Faulty Optic’s piece contained both puppetry, a live percussionist and singer, a recorded score and a streaming video. Although sometimes this mix of completely different media distracted from the story (based on a Victorian cautionary tale), what in the end worked best were the brilliant puppets, whose faces and gestures enabled complete sympathy on the audience’s part.
Forced Entertainment… Well, this was their piece: a wall-sized back screen with sentences appearing featuring celebrities and well-known personalities in strange, outrageous, or everyday situations. For instance, “Jennifer Aniston suffering from jetlag”. For 25 minutes. Perhaps relying on shock value a little too much, the work (which was accompanied by a three singer soundscape) nevertheless elicited some very varied responses. Both my friend and I sat through it. One of us thought it was an enlightened social critique on society’s obsession with celebrity and our invasion of their private lives through the media. The other thought it was a waste of lottery money, insulting to the audience and rather pretentious.

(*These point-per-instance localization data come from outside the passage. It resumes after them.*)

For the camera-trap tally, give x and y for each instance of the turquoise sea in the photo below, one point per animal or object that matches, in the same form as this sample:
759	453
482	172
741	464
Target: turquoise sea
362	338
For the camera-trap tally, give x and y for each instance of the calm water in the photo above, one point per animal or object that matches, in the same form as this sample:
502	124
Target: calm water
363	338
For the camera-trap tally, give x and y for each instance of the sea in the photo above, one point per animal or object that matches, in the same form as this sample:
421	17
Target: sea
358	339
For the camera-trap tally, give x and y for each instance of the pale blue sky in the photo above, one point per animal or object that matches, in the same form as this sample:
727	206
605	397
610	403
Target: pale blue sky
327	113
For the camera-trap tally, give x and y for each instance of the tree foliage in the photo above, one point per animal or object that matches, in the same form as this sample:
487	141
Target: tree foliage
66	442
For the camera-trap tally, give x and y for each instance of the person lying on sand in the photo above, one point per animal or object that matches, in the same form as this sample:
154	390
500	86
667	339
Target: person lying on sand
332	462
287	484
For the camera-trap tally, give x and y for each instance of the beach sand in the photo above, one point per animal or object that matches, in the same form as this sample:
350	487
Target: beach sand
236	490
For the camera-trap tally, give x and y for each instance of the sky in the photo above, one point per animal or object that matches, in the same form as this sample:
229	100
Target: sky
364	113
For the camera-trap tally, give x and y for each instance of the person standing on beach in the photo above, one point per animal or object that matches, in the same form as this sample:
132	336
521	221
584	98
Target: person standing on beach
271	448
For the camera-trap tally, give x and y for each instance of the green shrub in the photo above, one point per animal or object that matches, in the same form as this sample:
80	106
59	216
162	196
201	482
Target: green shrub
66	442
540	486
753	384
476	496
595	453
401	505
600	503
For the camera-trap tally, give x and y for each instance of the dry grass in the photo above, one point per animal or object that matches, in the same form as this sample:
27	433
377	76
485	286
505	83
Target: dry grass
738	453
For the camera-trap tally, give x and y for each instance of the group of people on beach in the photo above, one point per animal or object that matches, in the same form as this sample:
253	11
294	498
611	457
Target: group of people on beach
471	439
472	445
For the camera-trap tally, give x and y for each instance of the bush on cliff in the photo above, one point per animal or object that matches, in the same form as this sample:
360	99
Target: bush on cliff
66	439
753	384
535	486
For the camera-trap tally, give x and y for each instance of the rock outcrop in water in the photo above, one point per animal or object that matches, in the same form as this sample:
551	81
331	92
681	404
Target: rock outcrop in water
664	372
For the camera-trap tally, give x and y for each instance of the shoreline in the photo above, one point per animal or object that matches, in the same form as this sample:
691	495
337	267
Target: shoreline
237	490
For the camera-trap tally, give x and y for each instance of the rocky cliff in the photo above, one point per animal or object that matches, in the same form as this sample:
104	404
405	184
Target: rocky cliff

Which one of us had which reaction is not what’s important. What’s more telling is that we spent a good three hours discussing it afterwards and going into the next few days; any work which provokes such different talking points has probably succeeded in its ambition. Most interesting.
Finally, Clarke and Binias’ piece (The Weather Man) was based on the remarkable life of Robert Fitzroy, who among other things encouraged Darwin in the forming of his theses, promoted racial harmony in New Zealand between the natives and the settlers, and introduced weather forecasting to the world. Through spoken word (mainly in a narrative style), a wonderful 40 minute score for string quartet, and a tenor whose lines only sometimes emerged from the texture, the piece would have worked remarkably well had it not been for the unnecessary walking about of the two vocal performers, especially towards the end.
It would maybe work better in a concert performance than a quasi-staged setting, but with the lack of actual sets the performance relied too much on movement. A display of lights on each musician’s chair attached on the other end to a battery pack in the centre of the stage was an interesting concept, but at the end the “cutting” of one of the wires to turn a light off was maybe a little forced. At times, though, I was genuinely mesmerised.
Opera North and Leeds Met had set out to “represent what living artists are engaged in and respond to new disciplines afforded by technology”. So have they succeeded? Yes and no. Yes, because the first two pieces created a world in which technology became an integral and necessary object in storytelling. No, however, because The Weather Man would have worked so much better without it.